Der Samstag sollte der Höhepunkt der Reise sein. Eine Kanufahrt und der Besuch einer Wallfahrtskirche standen auf dem Programm. Um 9.00 ging es mit der Bahn nach Solnhofen. Dort warteten 8 Boote auf die Abenteurer, fast alles Kanuanfänger. Mit Schwimmwesten gesichert, die Altmühl führte viel Wasser, ruderten die Passagiere Altmühlabwärts nach Dollnstein. Nach anfänglichen Schwierigkeiten und auch Havarien wartete die erste Bootsrutsche „Hammermühle“. Obwohl diese auch umgangen werden konnte fuhr eines der Boote mutig über das Wehr. Aber nur 10 Meter dann mussten die Schwimmwesten ihren Zweck erfüllen. Es ging alles gut und die Reise führte weiter nach Hagenacker, das zweite Boots-Hindernis. Nach ausgiebigem Picknick trauten sich fast alle über das Wehr, mit positiven und weniger glücklichen Erlebnissen. Alles in allem versank an diesem Vormittag fast die gesamte Kolpingfamilie in den Fluten, aber sie ging nicht unter. Nach der glücklichen Ankunft in Dollnstein radelte die Gemeinschaft in das nahe Spindeltal. Die Wallfahrtskirche „Maria im Spindeltal“, außen eine unscheinbare Ruinenkirche aber mit beeindruckendem Innenraum verfehlte ihre Wirkung auf die Besucher nicht. Frau Löffler vom Förderverein der Spindeltalkirche berichtete über die Kirche. 1478 erbaut war die Kirche bald Ziel zahlreicher Wallfahrten. Leider wurde sie zum Streitobjekt zwischen Augsburg und Eichstätt und deshalb öfter zerstört, denn die Grenze der Ordinariate führt genau durch die Kirche. Wieder aufgebaut und 1996 eingeweiht ist sie aber nun Tag und Nacht für alle geöffnet. Ein tiefes Glaubenserlebnis eröffnete sich anschließend gemeinsam mit Präses Wittmann für die Gemeinde. Anhand der Geschichte von Marta und Maria überzeugte er vom Glauben. „Gott ist unser Hirt, auch unser Rastplatz im Leben“ so meinte der Kaplan. Wieder zurück in Dollnstein wurde abends in der „Post“ kräftig gefeiert.

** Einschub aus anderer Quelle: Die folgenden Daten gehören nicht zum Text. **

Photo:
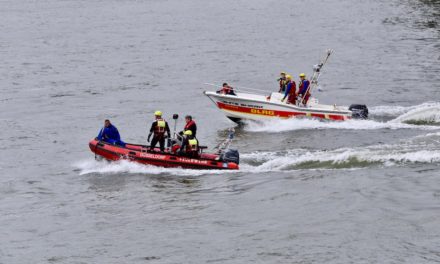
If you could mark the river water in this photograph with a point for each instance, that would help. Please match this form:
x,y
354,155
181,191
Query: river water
x,y
307,192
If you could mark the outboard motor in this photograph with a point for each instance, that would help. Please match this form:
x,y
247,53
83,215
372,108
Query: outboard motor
x,y
359,111
231,155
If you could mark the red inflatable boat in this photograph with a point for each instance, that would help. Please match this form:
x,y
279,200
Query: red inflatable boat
x,y
138,153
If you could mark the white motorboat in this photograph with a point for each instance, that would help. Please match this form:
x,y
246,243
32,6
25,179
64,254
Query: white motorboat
x,y
250,105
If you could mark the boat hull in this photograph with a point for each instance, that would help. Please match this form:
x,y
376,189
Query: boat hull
x,y
247,106
139,154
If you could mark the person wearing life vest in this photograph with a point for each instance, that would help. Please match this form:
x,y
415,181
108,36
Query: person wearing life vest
x,y
226,89
110,134
190,125
160,130
290,92
190,145
283,82
304,90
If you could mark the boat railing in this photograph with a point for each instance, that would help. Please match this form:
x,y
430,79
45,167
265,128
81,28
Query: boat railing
x,y
244,89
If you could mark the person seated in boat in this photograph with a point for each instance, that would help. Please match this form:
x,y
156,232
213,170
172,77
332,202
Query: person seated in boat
x,y
110,134
304,90
190,145
290,92
160,130
226,89
190,125
283,82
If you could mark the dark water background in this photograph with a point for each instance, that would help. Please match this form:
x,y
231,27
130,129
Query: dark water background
x,y
307,192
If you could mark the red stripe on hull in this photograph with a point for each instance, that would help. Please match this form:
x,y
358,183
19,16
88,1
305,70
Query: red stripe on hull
x,y
278,113
135,153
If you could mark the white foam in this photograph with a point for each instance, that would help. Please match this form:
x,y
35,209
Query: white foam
x,y
282,125
389,110
386,156
428,114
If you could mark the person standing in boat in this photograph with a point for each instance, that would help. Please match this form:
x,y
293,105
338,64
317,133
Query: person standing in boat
x,y
283,82
304,90
110,134
226,89
190,125
160,130
290,92
190,145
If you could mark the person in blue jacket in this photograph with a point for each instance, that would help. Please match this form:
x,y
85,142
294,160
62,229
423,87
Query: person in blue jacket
x,y
110,134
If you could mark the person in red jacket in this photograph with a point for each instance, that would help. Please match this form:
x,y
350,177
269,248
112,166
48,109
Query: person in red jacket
x,y
290,92
190,125
160,130
226,89
304,90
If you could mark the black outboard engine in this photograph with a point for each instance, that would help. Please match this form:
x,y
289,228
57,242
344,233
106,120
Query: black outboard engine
x,y
231,155
359,111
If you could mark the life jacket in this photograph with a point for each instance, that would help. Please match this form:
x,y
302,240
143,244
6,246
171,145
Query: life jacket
x,y
192,145
189,124
304,86
283,83
292,91
227,89
160,127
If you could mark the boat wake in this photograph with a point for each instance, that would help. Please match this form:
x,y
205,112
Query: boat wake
x,y
423,117
421,149
418,150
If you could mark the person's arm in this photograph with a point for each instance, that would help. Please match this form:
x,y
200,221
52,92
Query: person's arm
x,y
117,136
167,128
153,125
286,93
183,146
100,135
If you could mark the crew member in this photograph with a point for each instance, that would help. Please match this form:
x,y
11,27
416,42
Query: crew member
x,y
226,89
161,130
304,90
282,81
109,133
190,145
290,92
190,125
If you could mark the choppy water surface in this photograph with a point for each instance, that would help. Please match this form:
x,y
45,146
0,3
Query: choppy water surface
x,y
308,191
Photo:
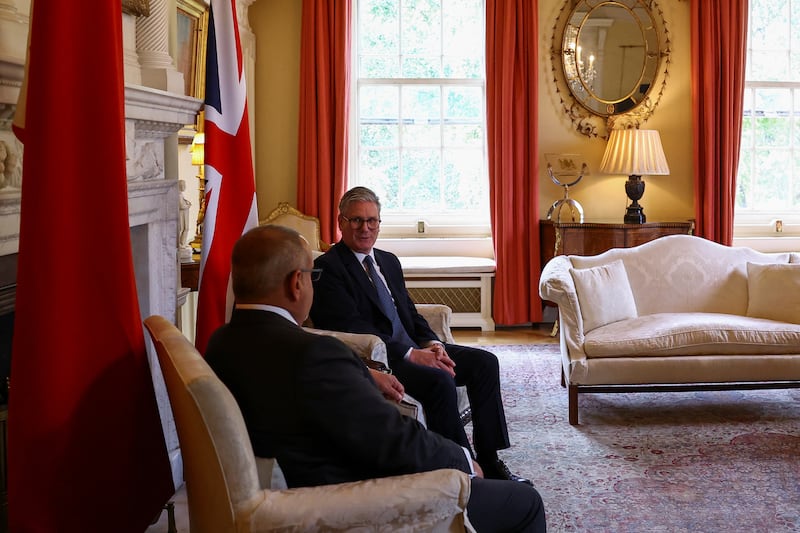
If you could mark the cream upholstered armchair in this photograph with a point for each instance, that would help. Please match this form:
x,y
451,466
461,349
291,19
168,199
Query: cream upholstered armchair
x,y
226,495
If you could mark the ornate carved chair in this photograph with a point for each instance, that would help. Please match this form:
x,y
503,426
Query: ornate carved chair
x,y
306,225
367,346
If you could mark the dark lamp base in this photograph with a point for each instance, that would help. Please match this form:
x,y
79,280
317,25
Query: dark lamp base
x,y
635,215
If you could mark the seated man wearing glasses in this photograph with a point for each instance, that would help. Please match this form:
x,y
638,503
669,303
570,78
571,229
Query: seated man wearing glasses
x,y
362,290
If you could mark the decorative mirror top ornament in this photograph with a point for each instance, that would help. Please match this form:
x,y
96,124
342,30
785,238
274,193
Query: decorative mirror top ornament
x,y
609,61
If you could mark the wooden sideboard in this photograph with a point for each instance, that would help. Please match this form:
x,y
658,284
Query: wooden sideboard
x,y
591,238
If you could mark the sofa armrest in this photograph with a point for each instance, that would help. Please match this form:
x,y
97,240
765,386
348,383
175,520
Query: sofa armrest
x,y
556,285
366,346
438,317
429,501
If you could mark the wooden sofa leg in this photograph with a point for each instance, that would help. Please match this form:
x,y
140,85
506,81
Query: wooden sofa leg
x,y
572,400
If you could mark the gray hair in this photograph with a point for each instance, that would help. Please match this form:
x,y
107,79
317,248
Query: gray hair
x,y
358,194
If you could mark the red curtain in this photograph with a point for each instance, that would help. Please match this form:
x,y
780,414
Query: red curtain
x,y
324,109
719,42
511,114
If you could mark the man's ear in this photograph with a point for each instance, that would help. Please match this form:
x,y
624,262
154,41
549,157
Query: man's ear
x,y
294,286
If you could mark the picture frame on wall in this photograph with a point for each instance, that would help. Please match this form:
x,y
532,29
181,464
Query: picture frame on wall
x,y
190,53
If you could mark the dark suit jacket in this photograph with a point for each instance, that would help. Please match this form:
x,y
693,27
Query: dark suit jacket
x,y
346,300
310,402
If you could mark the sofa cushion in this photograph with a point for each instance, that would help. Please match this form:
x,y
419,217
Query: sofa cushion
x,y
665,334
774,291
604,294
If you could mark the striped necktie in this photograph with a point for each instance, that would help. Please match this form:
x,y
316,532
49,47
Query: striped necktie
x,y
399,333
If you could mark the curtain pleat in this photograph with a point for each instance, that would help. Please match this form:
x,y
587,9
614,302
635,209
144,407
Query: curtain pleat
x,y
512,116
719,45
324,110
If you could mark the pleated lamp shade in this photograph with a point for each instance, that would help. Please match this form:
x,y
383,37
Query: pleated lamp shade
x,y
634,152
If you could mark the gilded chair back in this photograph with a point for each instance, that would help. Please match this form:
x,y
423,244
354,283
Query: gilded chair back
x,y
305,225
218,462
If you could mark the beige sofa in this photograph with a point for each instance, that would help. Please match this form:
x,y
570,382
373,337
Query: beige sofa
x,y
679,312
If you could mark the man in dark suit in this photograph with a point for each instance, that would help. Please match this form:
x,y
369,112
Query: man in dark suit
x,y
352,296
310,402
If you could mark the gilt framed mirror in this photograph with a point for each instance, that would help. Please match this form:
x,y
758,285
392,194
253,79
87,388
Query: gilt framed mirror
x,y
609,60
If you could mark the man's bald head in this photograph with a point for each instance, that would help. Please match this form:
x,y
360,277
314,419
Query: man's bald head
x,y
263,258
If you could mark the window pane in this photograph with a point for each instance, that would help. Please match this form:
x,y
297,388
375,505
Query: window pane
x,y
381,170
378,107
772,179
378,38
464,177
773,112
421,39
421,189
421,116
463,43
768,181
744,188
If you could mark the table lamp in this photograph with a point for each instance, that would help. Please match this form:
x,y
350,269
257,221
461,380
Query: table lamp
x,y
197,150
634,152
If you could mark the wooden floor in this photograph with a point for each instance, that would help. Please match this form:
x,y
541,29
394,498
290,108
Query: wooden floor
x,y
535,334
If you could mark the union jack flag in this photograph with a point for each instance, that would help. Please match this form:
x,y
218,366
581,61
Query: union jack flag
x,y
230,195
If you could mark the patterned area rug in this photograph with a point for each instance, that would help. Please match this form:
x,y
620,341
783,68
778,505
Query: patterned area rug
x,y
652,462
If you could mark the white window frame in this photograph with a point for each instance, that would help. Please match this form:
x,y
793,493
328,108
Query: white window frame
x,y
404,226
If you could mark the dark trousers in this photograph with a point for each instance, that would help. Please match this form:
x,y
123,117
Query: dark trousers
x,y
479,371
505,506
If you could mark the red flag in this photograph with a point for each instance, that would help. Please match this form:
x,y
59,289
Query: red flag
x,y
230,186
86,451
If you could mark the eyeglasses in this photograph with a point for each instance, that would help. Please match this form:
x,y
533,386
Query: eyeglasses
x,y
315,273
357,222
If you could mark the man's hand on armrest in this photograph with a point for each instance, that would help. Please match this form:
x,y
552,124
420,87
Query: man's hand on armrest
x,y
390,386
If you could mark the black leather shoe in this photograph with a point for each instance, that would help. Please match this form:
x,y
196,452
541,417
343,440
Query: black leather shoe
x,y
499,470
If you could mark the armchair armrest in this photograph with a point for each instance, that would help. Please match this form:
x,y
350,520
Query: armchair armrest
x,y
556,285
429,501
438,317
367,346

Gestärkt vom Vorabend konnte so am Sonntag der lange Anstieg hoch nach Schernfeld auf der Rückreise problemlos gemeistert werden. Der weitere Reiseverlauf führte über den Waldgasthof „Geländer“ nach Heilgenkreuz - Erkertshofen und Herlingshard, dank moderner Navigationstechnik immer über gut ausgebaute Feldwege und fast keine Straßen. Eine letzte größere Schwierigkeit war der steile Abstieg nach Altdorf. Aufgrund einer heißgelaufenen Felge platzte ein Vorderreifen, allerdings ohne Folgen für den Fahrer. Nach der Mittagsrast im Gasthof „Rundeck“ in Erlingshofen erreichten gegen 16.00 Uhr die Radler „ihre“ Gredinger Heimat. Vorstand Johann Grad bedankte sich bei Herbert Nuber für die Organisation und bei Theo Mißlbeck für die sichere Routenauswahl.